今までの自分のキャリアでは、業務サービスとして提供するコードを書くには力が不足していました。
なので、とにかく開発力を短期間で上げられるように以下のようなことに特に気をつけて努力していました。
- コードを読む。どの行を読んでもきちんと意味が説明できるようにする。サードパーティライブラリのコードも必要に応じて追いかける。
- 公式ドキュメントを読む。サードパーティライブラリが使われているコードが出てきたらその挙動を正しく理解する。
- 速く書く。速く書くというと「コピペとかしていい加減に書く」ように聞こえるが、そういう適当な書き方すると大抵の場合もっと時間がかる。頭をフル回転させて素早く実装を設計して書き出していくと、結果としてコードがきれいになる。
- PRにはきちんと説明を書く。どういうPRなのか、何をしようとしているのか、なぜこういう実装になっているのか、なぜこのPRを出そうとしたのかなどを書く。必要に応じて別途設計書を書く。
- テストをきちんと書く。きちんと書くとは、上記PRに書いた内容をテストしてることがわかるテストを書くということ。
- テストデータは時間をかけて作る。

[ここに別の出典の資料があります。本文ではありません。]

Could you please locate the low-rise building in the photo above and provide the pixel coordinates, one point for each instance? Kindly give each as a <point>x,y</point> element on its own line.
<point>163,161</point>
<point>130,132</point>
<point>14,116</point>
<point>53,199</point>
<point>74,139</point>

テストデータが正しくないと全部の結果がおかしくなる。
- コメントをきちんと書く。きちんと書くとは、コードから読み取れないコンテキストをコメントとして残しておくということ。
- レビューの指摘は、なぜその指摘なのかを一言一句ちゃんと理解してから指摘を直す。
- レビューするときは、レビュー対象のコードが何をするものなのかを自分が説明できるレベルまで読み込む。
- テストだけでなく、自分の手できちんと動作確認をして、期待した挙動に本当になっているのかを確認する。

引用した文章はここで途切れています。